Özdebir, “Ülke olarak bizi zor bir yıl beklemektedir” ifadelerine yer vererek, “İç pazarda yaşadığımız zayıflık, ödemelerdeki aksamalar, finansmana erişimde yaşadığımız sıkıntıların devlet tarafından farkına varılarak tedbir alınması sıkıntıları bir ölçüde de olsa hafifletmiştir. ‘Can suyu’ kredisinden tutun ‘nefes kredisi’ne, Kredi Garanti Fonunun yüzde 100’e varan kefaletlerine varan bir takım tedbirler biraz gecikmeli de olsa hayatımıza yansımıştır. Kurumlar vergisinden yüzde 5 indirilmişti, şimdi düzenli vergisini ödeyen gelir vergisi mükelleflerinden de yüzde 5 indirilecek olması piyasalara fazladan bir rahatlama sağlamıştır” değerlendirmesinde bulundu.

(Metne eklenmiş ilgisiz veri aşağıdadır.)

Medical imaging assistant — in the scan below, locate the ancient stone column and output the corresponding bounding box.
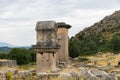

Konuşması sırasında ithalat ve ihracat rakamlarına da değinen Özdebir, “Ocak ayında ihracat yüzde 18,1 artarak 11,3 milyar dolar, ithalat yüzde 15,9 artarak 15,6 milyar dolar oldu. Ocak ayı dış ticaret verileri ekonomi hakkında güçlü sinyaller verirken, TİM verileri ihracat artışının Şubat ayında zayıflayarak da olsa devam ettiğini göstermektedir. TiM verilerine göre Şubat ayı ihracatı geçen yılın aynı ayına kıyasla yüzde 5,1 artarak 11,3 milyar dolara ulaşmıştır. Son 12 aylık dönemde ise ihracat, geçen yılın aynı dönemine göre yüzde 2,6 artışla 143,2 milyar olmuştur. Ocak ayında sanayi üretimi aylık bazda yüzde 1,3, yıllık bazda yüzde 2,6 artarak beklentilerin üzerinde gelmiştir” dedi.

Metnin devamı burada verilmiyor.